From: Yonghong Song <yhs@meta.com>
To: David Vernet <void@manifault.com>, Yonghong Song <yhs@fb.com>
Cc: bpf@vger.kernel.org, Alexei Starovoitov <ast@kernel.org>,
Andrii Nakryiko <andrii@kernel.org>,
Daniel Borkmann <daniel@iogearbox.net>,
kernel-team@fb.com, KP Singh <kpsingh@kernel.org>,
Martin KaFai Lau <martin.lau@kernel.org>,
Tejun Heo <tj@kernel.org>
Subject: Re: [PATCH bpf-next v3 3/7] bpf: Implement cgroup storage available to non-cgroup-attached bpf progs
Date: Sun, 23 Oct 2022 10:19:28 -0700 [thread overview]
Message-ID: <8344762f-5f24-cf05-4062-876fd94a3e89@meta.com> (raw)
In-Reply-To: <Y1TQof8LPg1Btdbq@maniforge.dhcp.thefacebook.com>
On 10/22/22 10:26 PM, David Vernet wrote:
> On Fri, Oct 21, 2022 at 04:44:32PM -0700, Yonghong Song wrote:
>> Similar to sk/inode/task storage, implement similar cgroup local storage.
>>
>> There already exists a local storage implementation for cgroup-attached
>> bpf programs. See map type BPF_MAP_TYPE_CGROUP_STORAGE and helper
>> bpf_get_local_storage(). But there are use cases such that non-cgroup
>> attached bpf progs wants to access cgroup local storage data. For example,
>> tc egress prog has access to sk and cgroup. It is possible to use
>> sk local storage to emulate cgroup local storage by storing data in socket.
>> But this is a waste as it could be lots of sockets belonging to a particular
>> cgroup. Alternatively, a separate map can be created with cgroup id as the key.
>> But this will introduce additional overhead to manipulate the new map.

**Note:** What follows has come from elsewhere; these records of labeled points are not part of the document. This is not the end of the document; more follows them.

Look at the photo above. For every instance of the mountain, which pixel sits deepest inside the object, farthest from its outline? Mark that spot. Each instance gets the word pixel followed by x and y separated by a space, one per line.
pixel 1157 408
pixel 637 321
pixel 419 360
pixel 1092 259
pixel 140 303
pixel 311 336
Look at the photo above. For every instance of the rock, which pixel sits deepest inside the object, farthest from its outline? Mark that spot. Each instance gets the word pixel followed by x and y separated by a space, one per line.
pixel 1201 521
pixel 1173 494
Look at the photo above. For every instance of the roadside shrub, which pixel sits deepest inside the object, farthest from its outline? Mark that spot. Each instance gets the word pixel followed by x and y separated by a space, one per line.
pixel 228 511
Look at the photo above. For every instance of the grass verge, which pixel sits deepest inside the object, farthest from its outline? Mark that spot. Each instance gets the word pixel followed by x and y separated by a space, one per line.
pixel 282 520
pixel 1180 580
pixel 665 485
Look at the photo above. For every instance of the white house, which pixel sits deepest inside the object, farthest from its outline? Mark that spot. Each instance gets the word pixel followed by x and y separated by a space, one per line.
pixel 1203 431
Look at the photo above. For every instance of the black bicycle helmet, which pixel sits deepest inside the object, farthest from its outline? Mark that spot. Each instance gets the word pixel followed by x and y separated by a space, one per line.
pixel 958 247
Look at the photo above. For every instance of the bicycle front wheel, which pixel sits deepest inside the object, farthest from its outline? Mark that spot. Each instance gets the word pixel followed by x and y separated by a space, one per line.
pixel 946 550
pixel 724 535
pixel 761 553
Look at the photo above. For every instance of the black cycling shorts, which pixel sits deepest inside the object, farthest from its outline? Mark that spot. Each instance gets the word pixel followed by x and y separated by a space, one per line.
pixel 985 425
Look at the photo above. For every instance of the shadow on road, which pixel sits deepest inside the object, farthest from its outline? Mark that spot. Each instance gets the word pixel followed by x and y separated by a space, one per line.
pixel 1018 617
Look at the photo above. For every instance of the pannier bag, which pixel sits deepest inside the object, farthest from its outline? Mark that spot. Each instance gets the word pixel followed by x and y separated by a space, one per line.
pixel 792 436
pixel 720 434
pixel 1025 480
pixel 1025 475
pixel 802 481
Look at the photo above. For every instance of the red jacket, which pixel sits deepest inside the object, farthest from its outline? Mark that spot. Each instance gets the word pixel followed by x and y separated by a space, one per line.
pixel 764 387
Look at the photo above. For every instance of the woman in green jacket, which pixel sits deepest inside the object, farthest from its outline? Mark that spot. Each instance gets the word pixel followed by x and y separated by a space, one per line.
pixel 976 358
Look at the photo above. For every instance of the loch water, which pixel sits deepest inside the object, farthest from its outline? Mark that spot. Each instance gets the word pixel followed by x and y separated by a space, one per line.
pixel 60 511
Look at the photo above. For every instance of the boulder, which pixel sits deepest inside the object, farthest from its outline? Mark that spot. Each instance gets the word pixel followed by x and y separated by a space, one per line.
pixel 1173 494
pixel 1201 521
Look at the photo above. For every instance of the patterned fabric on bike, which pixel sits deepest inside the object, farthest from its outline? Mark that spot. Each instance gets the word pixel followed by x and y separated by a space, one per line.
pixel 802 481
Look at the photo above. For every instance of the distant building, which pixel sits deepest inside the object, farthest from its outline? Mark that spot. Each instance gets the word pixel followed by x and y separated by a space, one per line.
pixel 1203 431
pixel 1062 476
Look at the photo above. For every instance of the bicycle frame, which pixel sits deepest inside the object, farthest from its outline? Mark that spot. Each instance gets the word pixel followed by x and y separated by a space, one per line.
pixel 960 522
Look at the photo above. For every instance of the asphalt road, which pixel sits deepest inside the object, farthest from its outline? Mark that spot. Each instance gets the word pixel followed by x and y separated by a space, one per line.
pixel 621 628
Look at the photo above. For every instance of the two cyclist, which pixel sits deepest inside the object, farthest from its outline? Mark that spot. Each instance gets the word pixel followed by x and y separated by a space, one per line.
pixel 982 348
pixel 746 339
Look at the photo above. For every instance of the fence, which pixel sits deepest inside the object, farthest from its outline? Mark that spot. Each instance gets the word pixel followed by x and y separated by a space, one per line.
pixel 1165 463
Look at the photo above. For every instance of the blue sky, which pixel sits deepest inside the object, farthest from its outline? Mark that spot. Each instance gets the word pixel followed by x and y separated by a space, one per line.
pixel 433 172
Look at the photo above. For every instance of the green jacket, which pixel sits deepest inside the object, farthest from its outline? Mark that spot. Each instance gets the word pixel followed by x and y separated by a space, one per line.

>> A cgroup local storage, similar to existing sk/inode/task storage,
>> should help for this use case.
>>
>> The life-cycle of storage is managed with the life-cycle of the
>> cgroup struct. i.e. the storage is destroyed along with the owning cgroup
>> with a callback to the bpf_cgrp_storage_free when cgroup itself
>
> Small nit: This isn't really done as a callback, it's just a normal
> function call, right?
Oh, yes, it is just a function call. Will make the change.
>
>> is deleted.
>>
>> The userspace map operations can be done by using a cgroup fd as a key
>> passed to the lookup, update and delete operations.
>>
>> Typically, the following code is used to get the current cgroup:
>> struct task_struct *task = bpf_get_current_task_btf();
>> ... task->cgroups->dfl_cgrp ...
>> and in structure task_struct definition:
>> struct task_struct {
>> ....
>> struct css_set __rcu *cgroups;
>> ....
>> }
>> With sleepable program, accessing task->cgroups is not protected by rcu_read_lock.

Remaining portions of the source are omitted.